The second is increased competition. Samsung’s efforts have resulted in the company becoming the world’s top smart phone manufacturer, ousting Apple from the pinnacle. Windows Phone 8 is to be released later this year, and the third option in the industry will put added pressure on Apple’s sales.

The size of Apple’s margins, and therefore profit, are still comparable to a company working in a monopoly market. Consumers, and often carriers, see Apple as providing something entirely different, and are willing to pay a premium for it. If that changes so might Apple’s ability to replicate its performance in coming years.
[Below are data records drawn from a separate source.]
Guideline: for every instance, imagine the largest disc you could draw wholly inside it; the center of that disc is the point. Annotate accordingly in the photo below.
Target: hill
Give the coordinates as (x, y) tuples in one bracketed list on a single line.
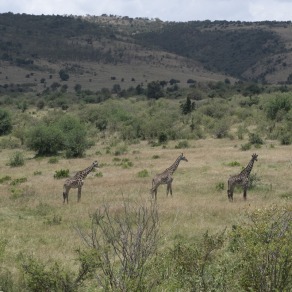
[(101, 51)]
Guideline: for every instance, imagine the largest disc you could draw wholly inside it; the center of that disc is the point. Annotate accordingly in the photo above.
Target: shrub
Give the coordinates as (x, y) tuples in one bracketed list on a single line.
[(17, 159), (75, 138), (53, 160), (182, 145), (62, 173), (245, 147), (46, 140), (233, 163), (278, 106), (121, 244), (264, 249), (255, 139)]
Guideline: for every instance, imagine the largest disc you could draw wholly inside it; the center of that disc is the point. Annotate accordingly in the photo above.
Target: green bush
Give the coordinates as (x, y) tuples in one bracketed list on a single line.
[(45, 139), (65, 133), (255, 139), (245, 147), (5, 122), (263, 248), (75, 136), (278, 107), (182, 145)]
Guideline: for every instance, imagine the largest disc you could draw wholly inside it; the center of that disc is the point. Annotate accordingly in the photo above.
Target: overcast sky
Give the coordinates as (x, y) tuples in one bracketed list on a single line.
[(166, 10)]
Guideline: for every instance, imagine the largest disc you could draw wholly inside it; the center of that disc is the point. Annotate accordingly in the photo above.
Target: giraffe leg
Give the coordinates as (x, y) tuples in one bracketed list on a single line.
[(65, 194), (170, 189), (244, 193), (167, 189), (230, 193)]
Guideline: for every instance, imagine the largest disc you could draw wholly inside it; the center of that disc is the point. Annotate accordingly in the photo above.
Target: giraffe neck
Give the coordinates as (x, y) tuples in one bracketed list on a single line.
[(248, 168), (174, 166)]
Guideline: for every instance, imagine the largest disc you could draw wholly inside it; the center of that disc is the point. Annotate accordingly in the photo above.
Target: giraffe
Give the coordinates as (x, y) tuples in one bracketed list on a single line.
[(241, 179), (77, 181), (166, 177)]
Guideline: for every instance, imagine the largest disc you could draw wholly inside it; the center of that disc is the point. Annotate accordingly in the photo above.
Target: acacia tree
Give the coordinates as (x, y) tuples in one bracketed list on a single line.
[(122, 243)]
The iPhone was released five years ago. In that time it has precipitated a complete change in computing, the likes of which has not been seen since the growth of internet use in the late 1990s. It has spawned hundreds of other smart phone models and the tablet computer.

Apple Inc. (NASDAQ:AAPL) is an innovator in almost all of the fields it works in. The company has probably created more value in the last five years than any other on earth. As so many hedge fund portfolios say, past performance is not a guide to future performance.

That having been said, the company is still the strongest performer in the consumer device sphere. It has something going for it that consumers simply cannot get from Android phones, for one reason or another. The fifth generation of the iPhone is certainly a time to look back and reconsider. It is not a time for despair, or exuberance on the firm’s outlook.